Lewandowski confirma autenticidade das mensagens obtidas pela VazaJato

O ministro Ricardo Lewandowksi escreveu que atesta "a integridade do material periciado, sobretudo a inteireza da respectiva cadeia de custódia".

Foto: Carlos Moura/ SCO/ STF

Jornal GGN – Mais uma decisão do Supremo Tribunal Federal (STF), nesta semana, reconheceu a autenticidade das mensagens divulgadas pela VazaJato, obtidas pelo The Intercept Brasil, que colocou em xeque o modelo utilizado pela força-tarefa de Curitiba e pelo ex-juiz Sérgio Moro para condenar os réus da Operação Lava Jato.

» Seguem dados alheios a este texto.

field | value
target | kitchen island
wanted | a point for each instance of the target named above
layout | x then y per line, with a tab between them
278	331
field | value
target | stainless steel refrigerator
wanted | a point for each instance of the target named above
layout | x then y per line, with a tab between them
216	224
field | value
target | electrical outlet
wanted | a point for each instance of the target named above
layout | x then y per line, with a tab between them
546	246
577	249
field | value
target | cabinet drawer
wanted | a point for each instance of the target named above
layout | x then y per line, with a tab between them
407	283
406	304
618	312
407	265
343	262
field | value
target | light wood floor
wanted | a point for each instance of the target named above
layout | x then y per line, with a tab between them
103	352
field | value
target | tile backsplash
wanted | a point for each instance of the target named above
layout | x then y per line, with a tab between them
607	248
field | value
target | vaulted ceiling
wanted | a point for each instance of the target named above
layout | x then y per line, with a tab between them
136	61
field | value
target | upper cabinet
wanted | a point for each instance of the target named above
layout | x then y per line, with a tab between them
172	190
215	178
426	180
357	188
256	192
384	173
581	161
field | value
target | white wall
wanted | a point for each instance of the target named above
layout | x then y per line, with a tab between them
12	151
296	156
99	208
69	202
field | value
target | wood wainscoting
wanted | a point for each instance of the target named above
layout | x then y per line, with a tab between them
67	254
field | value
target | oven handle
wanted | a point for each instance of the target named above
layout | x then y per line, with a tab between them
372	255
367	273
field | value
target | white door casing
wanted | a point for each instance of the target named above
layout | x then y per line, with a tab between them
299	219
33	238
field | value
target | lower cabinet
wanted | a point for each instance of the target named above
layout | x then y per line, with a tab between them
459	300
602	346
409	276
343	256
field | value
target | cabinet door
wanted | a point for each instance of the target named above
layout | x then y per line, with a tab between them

Na decisão tomada nesta segunda (28), Lewandowski não só autorizou o compartilhamento das mensagens trocadas entre os procuradores da força-tarefa, pela 10ª Vara Federal Criminal do Distrito Federal ao ex-presidente Lula, como indicou que uma perícia comprovou a vericidade dessas mensagens.

Em seu despacho, o ministro do Supremo mencionou um relatório da Polícia Federal, a partir de apreensões realizadas na Operação Spoofing, que investiga a invasão dos celulares do ex-juiz e ex-ministro Sergio Moro e da força-tarefa.

Nesse relatório, uma perícia foi realizada, anotou Lewandowski: “Todos os dispositivos arrecadados foram submetidos a exames pelo Serviço de Perícias em Informática do Instituto Nacional de Criminalística da Polícia Federal, que objetivaram a extração e análise do conteúdo do material, com a elaboração de Laudo Pericial de Informática Específico para cada item apreendido”.

A informação foi inserida no documento da PF como forma de garantia, para evitar que o conteúdo dos arquivos fossem modificados.

“Dessa forma, qualquer alteração do conteúdo em anexo aos Laudos (remoção, acréscimo, alteração de arquivos ou parte de arquivos), bem como sua substituição por outro com teor diferente, pode ser detectada”, traz o documento.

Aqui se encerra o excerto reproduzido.